The former tries to use the fact that authors' surnames usually appears first, and the latter tries a bottom up approach by trying to extract something that is title like, i.e. space separated words. Neither is working quite as well as I would like at the moment. I have to work on other stuff now, so I will come back to this in a few days, but any input on creating more robust regex for title extraction would be most welcome. Here is the set of references I have been testing on:

1. Erickson, T. & Kellogg, W. A. “Social Translucence: An Approach to Designing Systems that Mesh with Social
Processes.” In Transactions on Computer-Human Interaction. Vol. 7, No. 1, pp 59-83. New York: ACM Press, 2000.
2. Erickson, T. & Kellogg, W. A. “Knowledge Communities: Online Environments for Supporting Knowledge
Management and its Social Context” Beyond Knowledge Management: Sharing Expertise. (eds. M. Ackerman, V.
Pipek, and V. Wulf). Cambridge, MA, MIT Press, in press, 2001.
3. Erickson, T., Smith, D.N. Erickson, T., Smith, D.N., Kellogg, W. A., Laff, M. R., Richards, J. T., and Bradner, E.
(1999). “Socially translucent systems: Social proxies, persistent conversation, and the design of Babble.” Human Factors
in Computing Systems: The Proceedings of CHI ‘99, ACM Press.
4. Goffman, E. Behavior in Public Places: Notes on the Social Organization of Gatherings. New York: The Free Press,
1963.
5. Heath, C. and Luff, P. Technology in Action. Cambridge: Cambridge University Press, 2000.
6. Smith, C. W. Auctions: The Social Construction of Value. New York: Free Press, 1989
7. Whyte, W. H., City: Return to the Center.
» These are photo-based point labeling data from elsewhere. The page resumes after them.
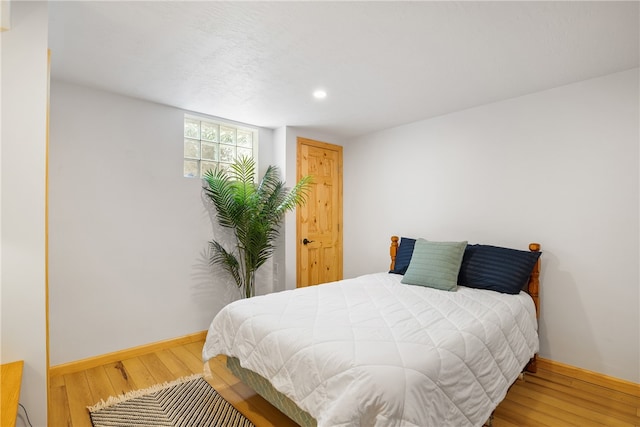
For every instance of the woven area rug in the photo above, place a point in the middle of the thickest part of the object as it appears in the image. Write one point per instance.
(189, 401)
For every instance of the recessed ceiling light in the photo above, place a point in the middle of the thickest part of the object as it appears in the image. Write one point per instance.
(319, 94)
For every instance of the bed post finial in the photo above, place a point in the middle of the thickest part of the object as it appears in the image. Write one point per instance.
(534, 291)
(393, 250)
New York: Doubleday, 1988

4 comments:

Nate75Sanders said...

Hi Sam,

I haven't looked at your regex terribly closely, but I doubt even a monumental effort using only regex is going to be robust across many bib entries. I think you need to use extra information here. I'd maybe try to pick out several putative titles from an article and then come up with a scoring system for these. I think the best single metric for scoring is probably to make some attempt to automatically find a bibtex entry with your putative title in the title field.

-- Nate

badgettrg said...

I do not know what area of academia you are in, but are PMIDs or DOIs reliably present in your field? The are much easier to regex than titles. You have to regex html rather than pdfs.

Sam Joseph said...

Hi Nate,

I agree that getting great robustness is hard, but I'd be satisfied with an 80% hit rate. And I think a few non-regex heuristics could make the difference, e.g. exclude all sentences from reference section that have the terms 'Proceedings' or 'Press' in them.
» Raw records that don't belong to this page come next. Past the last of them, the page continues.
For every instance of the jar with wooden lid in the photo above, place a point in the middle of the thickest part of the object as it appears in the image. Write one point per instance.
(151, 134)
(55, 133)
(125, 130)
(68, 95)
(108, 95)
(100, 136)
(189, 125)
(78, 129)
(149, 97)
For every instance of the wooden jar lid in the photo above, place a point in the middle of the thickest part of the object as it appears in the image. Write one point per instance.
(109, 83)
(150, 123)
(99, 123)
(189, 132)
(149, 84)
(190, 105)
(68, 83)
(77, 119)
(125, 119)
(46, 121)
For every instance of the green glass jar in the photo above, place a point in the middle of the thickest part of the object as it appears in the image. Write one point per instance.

This seems like a fairly standard problem, and I'd be interested to see what others had tried. I think ideally we'd have some sort of learning system, where you could correct failures and have the matching algorithm improve over time. But that's overkill for the moment. Right now I"d be happy with 8 of 10 or even 6 of 10 entries in a reference section being automatically colored with their Google Scholar citation count.

CHEERS> SAM

Sam Joseph said...

Hi Badgetrrg,

I think there are some DOIs, however I don't know if Google Scholar will support DOI lookup. Seems it does:

http://scholar.google.com/scholar?num=100&hl=en&lr=&q=10.1000%2F182&btnG=Search

Can't see DOIs or other similar things in most of the papers in my field (i.e. computer science) ...

I agree some standardized thing like this would be much easier to match, but I don't see anything being available very soon.

Like I said in my other comment, I'd be happy with an 80% hit rate and leave it open for people to suggest improvements ...

CHEERS> SAM